MapReduce Job Chaining with Bigram Count and Sorting Data elements
- anydataflow
- May 9, 2020
- 4 min read
Updated: Jul 20, 2021
Bigram Count Program with Sorting data using Comparator code will be shown in this blog with details explanation.
As of now we have seen lot's of example of wordcount MapReduce which is mostly used to explain how MapReduce works in hadoop and how it use the hadoop distributed file system.

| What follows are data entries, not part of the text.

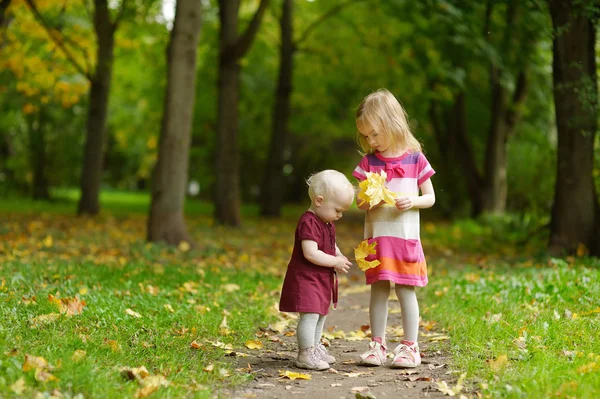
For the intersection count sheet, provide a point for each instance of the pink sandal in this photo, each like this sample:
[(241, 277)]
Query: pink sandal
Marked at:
[(406, 355)]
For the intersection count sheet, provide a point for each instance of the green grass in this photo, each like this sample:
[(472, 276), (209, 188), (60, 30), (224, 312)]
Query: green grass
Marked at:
[(521, 329), (182, 297), (520, 324)]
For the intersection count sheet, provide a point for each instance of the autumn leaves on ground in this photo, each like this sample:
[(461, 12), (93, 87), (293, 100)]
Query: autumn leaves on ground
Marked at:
[(89, 309)]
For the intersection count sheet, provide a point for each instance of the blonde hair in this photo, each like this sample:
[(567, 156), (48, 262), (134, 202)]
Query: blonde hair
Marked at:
[(384, 113), (327, 183)]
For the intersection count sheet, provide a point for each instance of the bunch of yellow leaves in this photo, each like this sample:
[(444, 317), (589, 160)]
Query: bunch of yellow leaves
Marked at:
[(373, 189), (363, 250)]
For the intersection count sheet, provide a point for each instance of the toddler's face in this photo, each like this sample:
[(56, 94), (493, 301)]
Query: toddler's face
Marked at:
[(376, 140), (331, 209)]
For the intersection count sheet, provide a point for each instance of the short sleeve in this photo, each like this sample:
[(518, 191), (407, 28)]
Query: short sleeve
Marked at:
[(361, 169), (308, 230), (424, 169)]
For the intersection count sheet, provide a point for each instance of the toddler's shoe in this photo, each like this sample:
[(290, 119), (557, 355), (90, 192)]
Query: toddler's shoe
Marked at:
[(322, 353), (309, 359), (376, 354), (406, 355)]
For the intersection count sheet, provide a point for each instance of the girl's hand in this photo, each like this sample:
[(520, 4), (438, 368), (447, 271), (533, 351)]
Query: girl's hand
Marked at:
[(404, 203), (342, 264)]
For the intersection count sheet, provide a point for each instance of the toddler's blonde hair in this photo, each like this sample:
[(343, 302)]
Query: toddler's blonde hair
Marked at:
[(383, 112), (327, 183)]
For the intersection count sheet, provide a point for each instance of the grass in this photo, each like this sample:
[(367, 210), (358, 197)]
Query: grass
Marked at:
[(169, 310), (520, 324)]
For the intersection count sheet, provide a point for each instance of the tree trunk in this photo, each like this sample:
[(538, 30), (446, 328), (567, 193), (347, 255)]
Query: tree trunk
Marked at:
[(272, 186), (228, 198), (166, 220), (231, 49), (3, 7), (575, 212), (91, 173), (37, 156)]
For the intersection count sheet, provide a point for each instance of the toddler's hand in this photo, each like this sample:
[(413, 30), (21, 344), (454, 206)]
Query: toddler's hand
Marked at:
[(342, 264), (404, 203)]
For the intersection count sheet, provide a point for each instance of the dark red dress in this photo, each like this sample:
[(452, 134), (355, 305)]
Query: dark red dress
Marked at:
[(309, 288)]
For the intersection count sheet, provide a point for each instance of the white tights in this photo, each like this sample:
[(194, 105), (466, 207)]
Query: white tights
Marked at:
[(378, 309), (310, 329)]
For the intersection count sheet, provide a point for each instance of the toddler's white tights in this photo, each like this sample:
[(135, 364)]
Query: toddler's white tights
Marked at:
[(310, 329), (378, 309)]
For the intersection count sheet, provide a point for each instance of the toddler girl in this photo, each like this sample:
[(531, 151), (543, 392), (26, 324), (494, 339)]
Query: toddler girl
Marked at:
[(385, 136), (311, 280)]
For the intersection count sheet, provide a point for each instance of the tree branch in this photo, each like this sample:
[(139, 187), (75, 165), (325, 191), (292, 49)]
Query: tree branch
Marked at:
[(332, 11), (56, 39)]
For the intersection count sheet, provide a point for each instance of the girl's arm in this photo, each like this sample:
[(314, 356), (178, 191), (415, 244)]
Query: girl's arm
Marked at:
[(425, 200), (313, 254)]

Here we are going to see next level of WordCount program in term of "BIGRAM"(combination of 2 word's) count.
What is BIGRAM: Bigram is sequences of two consecutive words.
Here we use MapReduce program in JAVA programming
Approach:
We need to write total 5 program where 2 Map Program, 2 Reduce Pragram and 1 Driver program will be there.
1st program will be a Map, which will use String Tokenizer to break string in words, and there we will use loop to identify bigram. After that we will write (bigram,1) as output.
2nd program will be a Reducer, which will iterate Map's output and will sum similar bigram and then will save it in "temp" location on hdfs as (bigram,sum).
3rd program will be again a Map, which will read the output of 2nd program and parse it as (key,value) pair and swap it and output will be (value,word), so that next program can sort as per value and can result sorted WordCount results.
4th program will be again a Reducer which will use 3rd program as input(value,key) means (count,bigram) and will internally call the comparator to sort as per value and result will be generated as (bigram,count) in descending order of count, since in comparator we are writing descending order code and calling in driver(5th program)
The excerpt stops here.